Bignum arithmetic notes / 07

Montgomery arithmetic

Montgomery reduction replaces division by an odd modulus with word-by-word cancellation modulo the radix.

Let \(m\) be odd, \(0<m<B^n\), and \(R=B^n\) with \(\gcd(R,m)=1\). The Montgomery representation of \(x\) is

\[\tilde x=xR\bmod m.\]

A Montgomery multiplication computes

\(\operatorname{MontMul}(\tilde x,\tilde y)=\tilde x\tilde yR^{-1}\bmod m=xyR\bmod m.\) The elliptic-curve series uses this exact contract in its field arithmetic interface: if field elements are stored as \(xR\bmod p\), additions and point formulas must remain representation-preserving.

The REDC identity

Choose

\[m'\equiv -m^{-1}\pmod B.\]

For an input \(T< mR\), REDC repeatedly chooses

\[q_i\equiv T_i m'\pmod B\]

so that the low limb of \(T+q_i mB^i\) becomes zero. After \(n\) steps, the accumulated value is divisible by \(R\).

Low-limb cancellation

At step \(i\), the current low active limb is \(t_i\). Set \(q_i=t_i m'\bmod B\). Since \(m'm\equiv -1\pmod B\),

\[t_i+q_i m_0\equiv t_i(1+m'm)\equiv 0\pmod B.\]

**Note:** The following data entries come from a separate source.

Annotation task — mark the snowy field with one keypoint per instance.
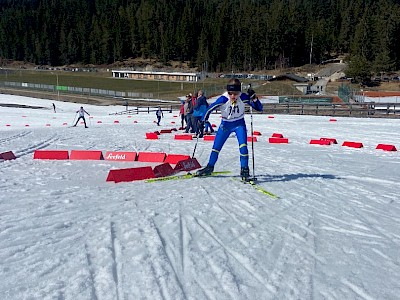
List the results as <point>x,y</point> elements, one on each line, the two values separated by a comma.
<point>66,233</point>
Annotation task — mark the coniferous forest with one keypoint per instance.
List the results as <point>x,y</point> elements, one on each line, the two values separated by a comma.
<point>214,35</point>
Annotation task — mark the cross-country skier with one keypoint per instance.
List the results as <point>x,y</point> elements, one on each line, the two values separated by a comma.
<point>82,113</point>
<point>232,107</point>
<point>159,114</point>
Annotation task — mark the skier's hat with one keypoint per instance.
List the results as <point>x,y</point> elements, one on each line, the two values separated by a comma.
<point>233,88</point>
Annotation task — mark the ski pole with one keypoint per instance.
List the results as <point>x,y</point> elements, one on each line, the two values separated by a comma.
<point>252,141</point>
<point>195,146</point>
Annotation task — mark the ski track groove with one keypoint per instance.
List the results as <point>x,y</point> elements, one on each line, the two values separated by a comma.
<point>182,240</point>
<point>36,146</point>
<point>13,137</point>
<point>91,273</point>
<point>179,280</point>
<point>238,257</point>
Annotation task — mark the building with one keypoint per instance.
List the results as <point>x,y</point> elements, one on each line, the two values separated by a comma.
<point>163,76</point>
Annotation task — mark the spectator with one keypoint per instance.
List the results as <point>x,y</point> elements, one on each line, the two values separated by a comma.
<point>189,113</point>
<point>182,114</point>
<point>159,114</point>
<point>198,113</point>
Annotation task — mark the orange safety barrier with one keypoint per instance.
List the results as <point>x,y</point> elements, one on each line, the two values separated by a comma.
<point>320,142</point>
<point>352,144</point>
<point>151,136</point>
<point>175,158</point>
<point>276,140</point>
<point>163,170</point>
<point>187,165</point>
<point>386,147</point>
<point>187,137</point>
<point>9,155</point>
<point>120,156</point>
<point>51,154</point>
<point>151,156</point>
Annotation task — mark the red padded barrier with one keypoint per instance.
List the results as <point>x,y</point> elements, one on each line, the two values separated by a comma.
<point>51,154</point>
<point>274,140</point>
<point>386,147</point>
<point>86,155</point>
<point>175,158</point>
<point>165,131</point>
<point>187,137</point>
<point>120,156</point>
<point>163,170</point>
<point>152,156</point>
<point>187,165</point>
<point>320,142</point>
<point>130,174</point>
<point>352,144</point>
<point>333,141</point>
<point>151,136</point>
<point>9,155</point>
<point>209,137</point>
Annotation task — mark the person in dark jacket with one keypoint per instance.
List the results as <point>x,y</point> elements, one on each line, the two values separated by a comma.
<point>232,107</point>
<point>198,113</point>
<point>82,113</point>
<point>189,114</point>
<point>159,115</point>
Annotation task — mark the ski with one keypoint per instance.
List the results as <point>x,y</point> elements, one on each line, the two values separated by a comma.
<point>253,184</point>
<point>184,176</point>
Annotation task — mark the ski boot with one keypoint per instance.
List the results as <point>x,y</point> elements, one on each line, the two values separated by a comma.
<point>245,174</point>
<point>207,171</point>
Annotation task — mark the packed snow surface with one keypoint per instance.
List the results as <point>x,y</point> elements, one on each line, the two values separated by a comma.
<point>66,233</point>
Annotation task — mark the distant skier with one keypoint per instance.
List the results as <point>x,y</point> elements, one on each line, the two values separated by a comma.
<point>82,113</point>
<point>159,114</point>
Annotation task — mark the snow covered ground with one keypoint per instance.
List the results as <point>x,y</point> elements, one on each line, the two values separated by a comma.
<point>66,233</point>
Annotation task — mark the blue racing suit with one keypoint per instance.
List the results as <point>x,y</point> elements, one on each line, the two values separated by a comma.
<point>232,121</point>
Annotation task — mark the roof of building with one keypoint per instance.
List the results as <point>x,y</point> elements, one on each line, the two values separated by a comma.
<point>289,76</point>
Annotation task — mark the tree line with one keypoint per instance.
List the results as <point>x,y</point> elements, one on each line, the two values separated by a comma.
<point>214,35</point>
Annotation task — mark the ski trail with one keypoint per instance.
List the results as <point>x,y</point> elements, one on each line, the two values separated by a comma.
<point>243,261</point>
<point>91,274</point>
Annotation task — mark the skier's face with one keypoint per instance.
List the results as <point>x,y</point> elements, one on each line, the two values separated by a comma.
<point>233,95</point>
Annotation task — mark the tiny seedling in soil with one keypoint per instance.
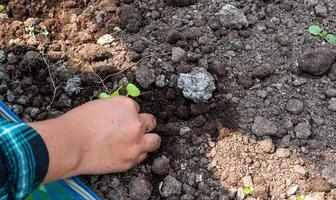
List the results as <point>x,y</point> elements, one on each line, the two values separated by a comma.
<point>248,191</point>
<point>317,31</point>
<point>131,91</point>
<point>301,197</point>
<point>117,29</point>
<point>31,29</point>
<point>2,8</point>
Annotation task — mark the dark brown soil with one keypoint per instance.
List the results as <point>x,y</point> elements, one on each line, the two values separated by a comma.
<point>256,74</point>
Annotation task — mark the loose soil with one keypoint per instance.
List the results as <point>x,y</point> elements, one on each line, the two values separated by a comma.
<point>226,148</point>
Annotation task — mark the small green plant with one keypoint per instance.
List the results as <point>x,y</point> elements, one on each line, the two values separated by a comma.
<point>45,32</point>
<point>117,29</point>
<point>248,191</point>
<point>317,31</point>
<point>2,8</point>
<point>31,29</point>
<point>300,197</point>
<point>130,89</point>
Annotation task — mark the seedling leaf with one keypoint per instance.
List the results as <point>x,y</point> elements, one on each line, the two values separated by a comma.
<point>301,197</point>
<point>117,29</point>
<point>132,90</point>
<point>315,30</point>
<point>2,7</point>
<point>103,95</point>
<point>323,34</point>
<point>248,190</point>
<point>115,93</point>
<point>331,39</point>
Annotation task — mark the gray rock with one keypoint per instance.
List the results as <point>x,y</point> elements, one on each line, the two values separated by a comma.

Thus shifting away that limb is exact.

C skeleton

Preconditions for the skeleton: t has at least 2*n + 1 limbs, initially stores \(T<mR\) in its low 2*n limbs, and the extra high limb is zero. The modulus array m has n limbs and is odd. Without the extra limb, the carry propagation past t[i+n] can write out of bounds.

#define BN_MAX_LIMBS 256

void mont_redc(limb_t *r, limb_t *t,
               const limb_t *m, limb_t m0inv, uint32_t n) {
    /* API contract: n <= BN_MAX_LIMBS and t has 2*n + 1 limbs. */
    for (uint32_t i = 0; i < n; i++) {
        limb_t q = t[i] * m0inv; /* low word modulo B */
        for (uint32_t j = 0; j < n; j++) {
            limb_t lo, hi;
            bn_mul_word(q, m[j], &lo, &hi);
            bn_add_word_at(t, 2u*n + 1u, i + j, lo);
            bn_add_word_at(t, 2u*n + 1u, i + j + 1u, hi);
        }
    }
    limb_t high = t[2u*n];        /* under T < mR, high is 0 or 1 */
    limb_t tmp[BN_MAX_LIMBS];
    for (uint32_t i = 0; i < n; i++) r[i] = t[i+n];
    uint32_t borrow = bn_sub_n(tmp, r, m, n);
    bn_cmov(r, tmp, r, n, (uint32_t)high | (borrow ^ 1u));
}

The final canonicalization must also account for the extra high limb t[2*n]. The REDC candidate is below \(2m\), but it can still be at least \(B^n\) when \(m\) is close to \(B^n\). In that case the low n limbs alone may look smaller than m, so the high limb must force selection of the subtracted result.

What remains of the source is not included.